CLEARWATER BEACH, Fla.—Patients with a history of abdominal surgery are at risk of developing adhesive disease and subsequent small bowel obstruction, but the type of prior abdominal surgery doesn’t appear to influence whether they will require surgical intervention for SBO, according to new research.
Some studies have shown that conservative management of SBO with small bowel follow-through within 24 to 48 hours can reduce the need for operative intervention and shorten time to surgery for patients who fail conservative management, as well as cut down on hospital length of stay and cost, said Alexandra Van Horn, MD, a surgical resident at Eastern Virginia Medical School, in Norfolk.
“However, other studies suggest decreased rates of recurrence in the long term with earlier surgical intervention. We wanted to see whether surgical intervention for SBO was more likely following specific surgeries. If we can better elucidate which surgeries have a greater association with adhesions, we may be better able to adjust our management,” Dr. Van Horn said, presenting the study at the 2024 Southeastern Surgical Congress (SESC).
To investigate possible associations, Dr. Van Horn and her colleagues conducted a retrospective chart review of 799 patients across nine hospitals admitted for SBO between 2012 and 2019, stratifying them by surgical history: appendectomy; hepatobiliary surgery; hernia repair; small bowel or colon surgery; colorectal cancer; gastric surgery; transplant, renal or vascular surgery; pelvic surgeries; and undefined exploratory laparotomy and miscellaneous laparoscopies.

Patients who underwent immediate operative intervention on presentation for SBO were excluded.
Of the 799 patients admitted for SBO, 206 underwent surgical intervention after failing conservative management while the rest were managed conservatively. There was no significant difference between the operative and nonoperative groups in number of prior surgeries or comorbidities.
“Additionally, of the operations evaluated, there was no specific type of prior abdominal surgery that predicted the need for surgical intervention in the setting of SBO,” Dr. Van Horn said.
In both the operative and nonoperative arms, pelvic surgery was the most common type of prior surgery, making up 45% and 43% of each group, respectively, and it was significantly more common in female patients, who comprised 54% of the entire cohort, than in male patients.
“Cesarean sections, hysterectomies and other operations for female reproductive pathologies may result in greater adhesive burden leading to SBO, but our data didn’t fully elucidate that,” Dr. Van Horn said.
Edward Cornwell III, MD, a trauma and critical care surgeon at Howard University Hospital, in Washington, D.C., and immediate past president of the SESC, commented that the findings may be a quirk of statistics, given that 46% of the cohort, being male, would not have a history of cesarean delivery or hysterectomy.

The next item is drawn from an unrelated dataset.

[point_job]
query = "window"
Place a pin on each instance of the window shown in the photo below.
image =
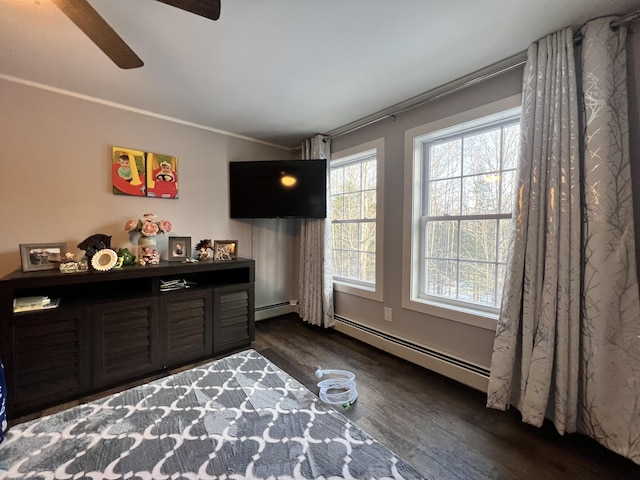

“Statistics should either confirm or refute a bias. I have an anecdotal impression that when I see a patient with a prior hysterectomy, I’ll likely be intervening and certainly be reluctant to draw treatment out. I wonder what you’d find if you looked at that proportion of roughly half the patients as opposed to all of the patients,” Dr. Cornwell said.
Dr. Van Horn agreed that it would be interesting to break down the finding further and run the statistics such that “being aware of female patients with a history of pelvic surgery who present with concern for SBO may prompt surgeons to take these patients more expeditiously to the operating room for definitive management instead of attempting conservative measures first.”
This article is from the November 2024 print issue.